Die Elbanische Küche
In der elbanischen Küche spiegeln sich die ununterbrochenen Einwanderungen und Besetzungen verschiedner Volksgruppen, sowie Armut und harte Arbeit (Eisenminen, Fischerei und Weinbau) wieder. Aber auch die Geschichte der einfachen armen Küche kann überraschende Ergebnisse hinsichtlich der Reinheit und Güte der Gerichte aufweisen. Die Analyse des gastronomischen Notstandes in den verschiedenen Ortschaften der Insel, zeigt das die größte Angebot an Originalität in den Berbaugebieten.
Nach dem 17. Jahrhundert reihten sich neue “Armengerichte” wie Sburrita, Gurguglione oder Stoccafisso in die elbanische Küche ein, importiert von den Spaniern oder über die Soldaten Napoleons welche eine Garnison im süd-östlichen Teil der Insel unterhielten, welcher der Spanischen Regierung unterlag.
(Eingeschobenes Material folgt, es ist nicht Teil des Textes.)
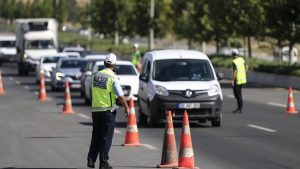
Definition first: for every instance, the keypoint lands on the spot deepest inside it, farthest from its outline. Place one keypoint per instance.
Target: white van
(179, 80)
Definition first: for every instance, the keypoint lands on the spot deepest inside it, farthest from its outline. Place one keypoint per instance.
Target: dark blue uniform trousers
(102, 135)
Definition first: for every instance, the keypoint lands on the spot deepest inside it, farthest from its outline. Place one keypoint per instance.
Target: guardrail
(266, 78)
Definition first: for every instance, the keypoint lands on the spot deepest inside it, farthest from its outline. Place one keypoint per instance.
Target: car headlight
(213, 90)
(59, 75)
(160, 90)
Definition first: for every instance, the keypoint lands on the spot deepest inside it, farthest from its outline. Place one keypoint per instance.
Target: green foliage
(258, 65)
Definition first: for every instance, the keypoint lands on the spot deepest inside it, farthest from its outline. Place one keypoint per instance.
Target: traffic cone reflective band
(42, 94)
(132, 134)
(290, 105)
(169, 156)
(1, 84)
(67, 109)
(186, 153)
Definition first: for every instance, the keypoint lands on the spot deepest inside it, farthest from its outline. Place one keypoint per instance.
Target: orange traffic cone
(1, 84)
(186, 152)
(67, 109)
(169, 155)
(132, 133)
(42, 95)
(290, 105)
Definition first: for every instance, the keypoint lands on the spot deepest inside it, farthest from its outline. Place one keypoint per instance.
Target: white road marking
(230, 96)
(262, 128)
(83, 116)
(117, 131)
(150, 147)
(276, 104)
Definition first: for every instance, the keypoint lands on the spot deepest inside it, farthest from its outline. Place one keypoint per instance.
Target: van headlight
(59, 75)
(213, 90)
(160, 90)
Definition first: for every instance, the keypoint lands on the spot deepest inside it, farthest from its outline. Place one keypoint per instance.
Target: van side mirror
(144, 77)
(220, 76)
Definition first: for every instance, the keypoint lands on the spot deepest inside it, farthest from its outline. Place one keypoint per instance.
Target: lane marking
(117, 131)
(151, 147)
(276, 104)
(262, 128)
(83, 116)
(230, 96)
Überliefert ist die antike Art der Zubereitung der “Imbollite” eine Art Feigenbrot auf Basis von Feigen welche in dieser Gegend häufig vorkommen. “La Sportella” hingegen ist ein Kuchen dessen Teig Anis hinzugefügt wird und so wie der “Cerimito” waren es Tauschobjekte zwischen Verlobten die während der Osterfeierlichkeiten ausgetauscht wurden. Die Formen welche die symbolisch an die jeweiligen Sexualorgane erinnern, galten als gutes Omen für die Fruchtbarkeit, ebenso wie die “Caccilebora” ein mit Anis gewürztes Gebäck mit einem Ei in der Mitte.
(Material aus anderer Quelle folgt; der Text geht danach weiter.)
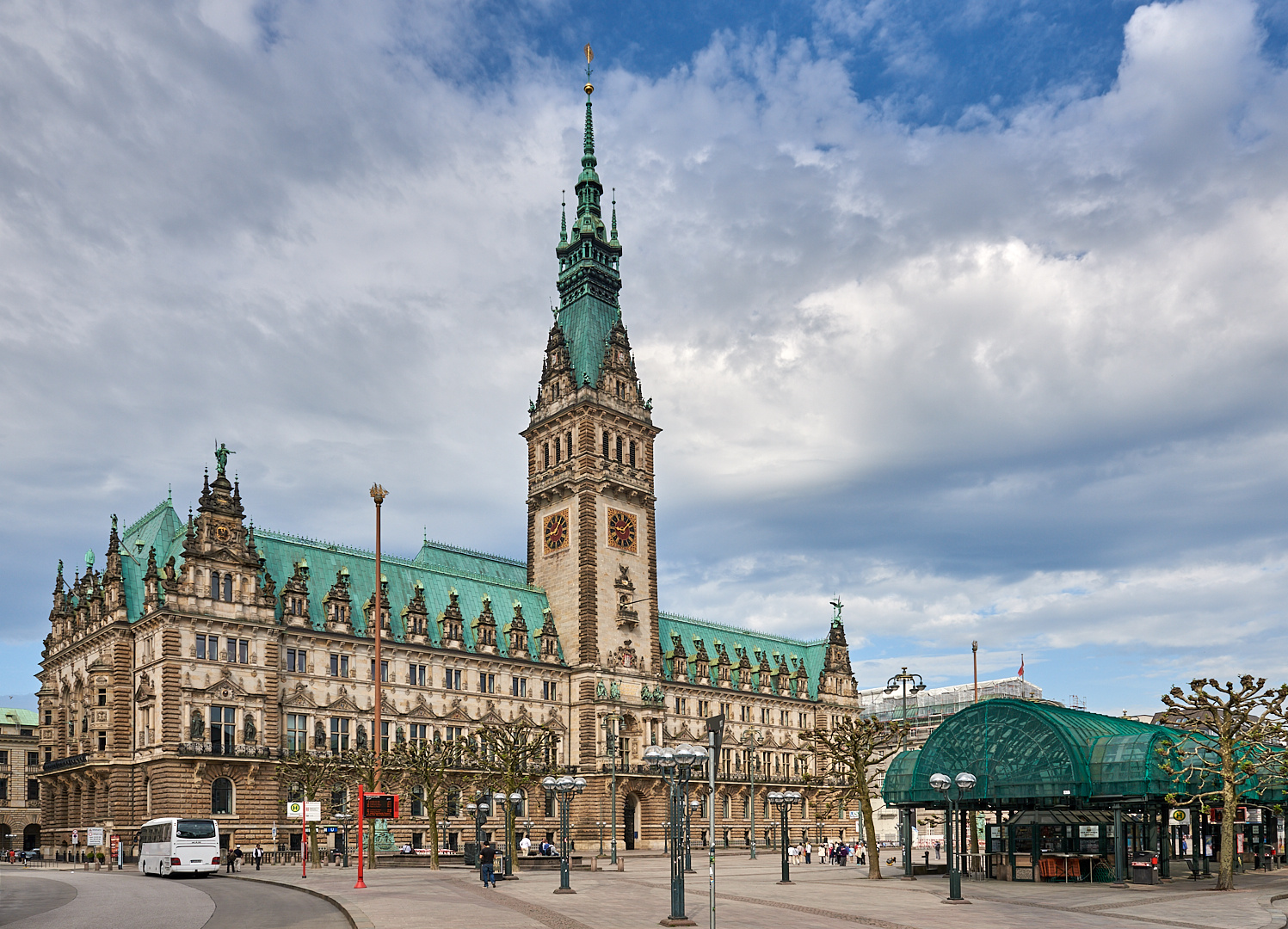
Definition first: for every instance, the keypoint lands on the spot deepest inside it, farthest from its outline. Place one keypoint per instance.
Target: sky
(971, 313)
Das große Vorkommen und die gute Qualität der Fische begünstigt die Zubereitung von Gerichten wie dem “Polpo lesso”, den man auf der Insel Elba direkt von der Gabel isst, die “Zerri fritti” gebratener oder marinierter lokaler Fisch, die Krebssuppe “Zuppa di Favolli”, die tintenfische und Sepien die auf unterschiedlichste Weise zubereitet werden, die verschiedenen Fischsuppen mit wildem Mangold, die Spaghetti alla Margherita und viele andere. Die berühmte Fischsuppe “Cacciucco”, so erzählt die Legende, wurde auch für den illustren Gast Napoleon zubereitet als er auf der Insel weilte.
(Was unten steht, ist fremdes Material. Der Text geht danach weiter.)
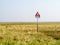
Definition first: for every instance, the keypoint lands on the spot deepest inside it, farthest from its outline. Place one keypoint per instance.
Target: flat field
(25, 33)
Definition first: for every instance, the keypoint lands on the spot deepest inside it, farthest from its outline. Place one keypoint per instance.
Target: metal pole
(37, 24)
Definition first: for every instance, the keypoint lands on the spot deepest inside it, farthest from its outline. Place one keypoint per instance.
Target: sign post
(37, 15)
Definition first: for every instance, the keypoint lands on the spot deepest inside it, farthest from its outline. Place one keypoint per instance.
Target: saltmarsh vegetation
(26, 34)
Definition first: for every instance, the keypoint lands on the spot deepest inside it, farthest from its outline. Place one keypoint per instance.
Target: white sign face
(37, 15)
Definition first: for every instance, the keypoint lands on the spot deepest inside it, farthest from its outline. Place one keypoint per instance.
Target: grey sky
(24, 10)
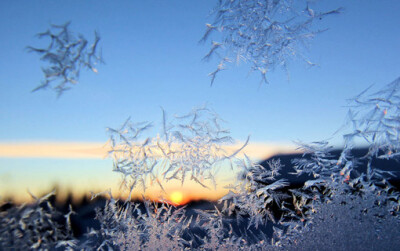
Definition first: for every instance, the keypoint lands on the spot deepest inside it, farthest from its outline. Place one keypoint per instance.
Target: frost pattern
(65, 56)
(36, 226)
(265, 33)
(189, 147)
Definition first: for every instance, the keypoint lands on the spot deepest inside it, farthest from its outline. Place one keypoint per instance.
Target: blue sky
(153, 59)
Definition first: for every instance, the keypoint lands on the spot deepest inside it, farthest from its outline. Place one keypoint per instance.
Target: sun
(176, 197)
In Rio Marina bemerkt man sofort den starken orientalischen Einfluss. Vom 13. bis zum 16 Jahrhundert bis zur Erbauung von Cosmopoli (Portoferraio), fanden zahlreiche Invasionen der Sarazenen statt und die Piraten hinterließen außer den bitteren Erinnerungen der Plünderungen und Zerstörung, auch etwas Süßes. Hier handelt es sich um die “Schiaccia briaca” (ursprünglich ohne Alkohol zubereitet wegen der Gesetze des Korans), welche die originalen Zutaten der Mittelorientalischen Küche enthält: Pinienkerne, Rosinen, Nüsse. Der süße Likörwein “Aleatico”, uverzichtbarer Bestandtteil der heutigen Version wurde im 18. Jahrhundert hinzugefügt, ebenso wie die Nüsse, die nicht auf der Insel wuchsen und daher sehr teuer waren. Die Version des 18. Jahhunderts sieht außerdem elbanischen Honig an Stelle des teuren Zuckers vor. Der so zubereitete flache Kuchen, ohne Hefe und ohne Eier, ließ sich lange aufbewahren und war daher ein idealer Proviant für Nomaden und Seefahrer.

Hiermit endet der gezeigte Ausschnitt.